Does the chinchilla recipe still hold today? I got the impression that the LLaMA...

evanmays · on March 28, 2023

There’s discussion elsewhere in this thread what chinchilla actually means. I’ll only compare it to llama.

Tldr; Chinchilla isn’t wrong, it’s just useful for a different goal than the llama paper.

There’s 3 hyper parameters to tweak here. Model size (parameter count), number of tokens pre trained on, and amount of compute available. End performance is in theory a function of these three hyperparameters.

You can think of this as an optimization function.

Chinchilla says, if you have a fixed amount of compute, here’s what size and number of tokens to train for maximum performance.

A lot of times, we have a fixed model size though though, because size impact inference costs and latency. Llama operates in this territory. They choose to fix the model size instead of the amount of compute.

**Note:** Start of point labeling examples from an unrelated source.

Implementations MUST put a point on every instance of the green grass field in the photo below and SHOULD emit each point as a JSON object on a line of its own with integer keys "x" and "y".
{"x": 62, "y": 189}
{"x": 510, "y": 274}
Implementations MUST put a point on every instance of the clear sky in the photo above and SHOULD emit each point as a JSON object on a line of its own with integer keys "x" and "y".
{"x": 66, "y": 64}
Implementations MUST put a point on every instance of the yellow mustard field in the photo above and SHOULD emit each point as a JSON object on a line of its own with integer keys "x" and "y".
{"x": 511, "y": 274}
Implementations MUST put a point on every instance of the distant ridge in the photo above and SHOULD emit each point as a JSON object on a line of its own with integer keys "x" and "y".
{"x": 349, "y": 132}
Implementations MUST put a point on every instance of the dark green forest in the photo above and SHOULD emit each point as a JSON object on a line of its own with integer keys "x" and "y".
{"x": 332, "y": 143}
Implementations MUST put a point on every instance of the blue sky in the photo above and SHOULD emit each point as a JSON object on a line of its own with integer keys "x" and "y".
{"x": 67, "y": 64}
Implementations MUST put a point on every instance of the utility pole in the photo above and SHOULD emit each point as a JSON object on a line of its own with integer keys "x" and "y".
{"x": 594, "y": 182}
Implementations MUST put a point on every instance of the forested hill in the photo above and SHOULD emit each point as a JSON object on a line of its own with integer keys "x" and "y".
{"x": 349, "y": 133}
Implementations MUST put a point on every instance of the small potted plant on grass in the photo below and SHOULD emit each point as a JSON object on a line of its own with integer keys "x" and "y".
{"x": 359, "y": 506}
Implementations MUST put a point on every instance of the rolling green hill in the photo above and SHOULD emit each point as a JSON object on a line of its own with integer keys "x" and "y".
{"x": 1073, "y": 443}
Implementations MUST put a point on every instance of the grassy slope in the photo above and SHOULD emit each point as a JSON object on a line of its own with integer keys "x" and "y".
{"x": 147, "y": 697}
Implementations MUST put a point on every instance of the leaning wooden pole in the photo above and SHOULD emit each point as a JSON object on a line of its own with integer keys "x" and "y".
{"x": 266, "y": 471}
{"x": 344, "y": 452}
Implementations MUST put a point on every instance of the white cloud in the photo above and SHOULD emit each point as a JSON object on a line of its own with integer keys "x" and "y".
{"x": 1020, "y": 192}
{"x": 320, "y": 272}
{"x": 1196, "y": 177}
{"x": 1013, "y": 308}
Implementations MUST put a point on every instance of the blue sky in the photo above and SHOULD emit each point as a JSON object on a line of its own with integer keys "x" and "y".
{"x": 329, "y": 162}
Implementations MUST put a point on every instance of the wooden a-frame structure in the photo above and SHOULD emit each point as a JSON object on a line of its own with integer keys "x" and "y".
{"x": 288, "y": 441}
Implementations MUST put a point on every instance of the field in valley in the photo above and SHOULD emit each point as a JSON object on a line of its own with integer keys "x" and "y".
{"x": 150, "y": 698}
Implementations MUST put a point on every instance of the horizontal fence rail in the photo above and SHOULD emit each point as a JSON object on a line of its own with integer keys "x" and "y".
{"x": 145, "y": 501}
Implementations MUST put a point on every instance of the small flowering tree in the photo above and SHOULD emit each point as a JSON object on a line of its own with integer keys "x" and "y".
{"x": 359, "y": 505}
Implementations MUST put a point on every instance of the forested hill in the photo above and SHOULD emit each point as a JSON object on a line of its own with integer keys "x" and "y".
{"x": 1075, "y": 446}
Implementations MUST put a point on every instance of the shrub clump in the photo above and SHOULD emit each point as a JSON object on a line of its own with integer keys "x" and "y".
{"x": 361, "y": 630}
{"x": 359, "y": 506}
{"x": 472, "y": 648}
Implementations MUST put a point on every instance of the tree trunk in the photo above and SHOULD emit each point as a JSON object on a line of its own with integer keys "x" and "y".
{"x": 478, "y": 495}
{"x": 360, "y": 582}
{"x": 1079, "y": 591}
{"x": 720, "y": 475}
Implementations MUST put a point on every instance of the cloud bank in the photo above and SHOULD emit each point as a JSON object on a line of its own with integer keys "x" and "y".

This could explain gaps in performance between Cerebras models of size X and llama models of size X. Llama models of size X have way more compute behind them

espadrine · on March 28, 2023

I don’t think it holds for two reasons.

First, it only holds for a given architecture and implementation. Obviously, a different architecture will have a different training slope. This is clear when comparing LSTM with Transformers, but is also true between transformers that use prenorm/SwiGLU/rotary-positional, and those that follow Vaswani 2017.

In terms of implementation, some algorithms yield the same result with fewer operations (IO, like FlashAttention and other custom CUDA kernels, and parallelism, like PaLM, which both came after Chinchilla), which unambiguously affect the Tflops side of the Chinchilla equation. Also, faster algorithms and better parallelization will yield a given loss sooner, while less power-hunger setups will do that cheaper.

Second, even in the original Chinchilla paper in figure 2, some lines are stopped early before reaching Pareto (likely because it ran out of tokens, but LLaMA makes it seem that >1 epoch training is fine).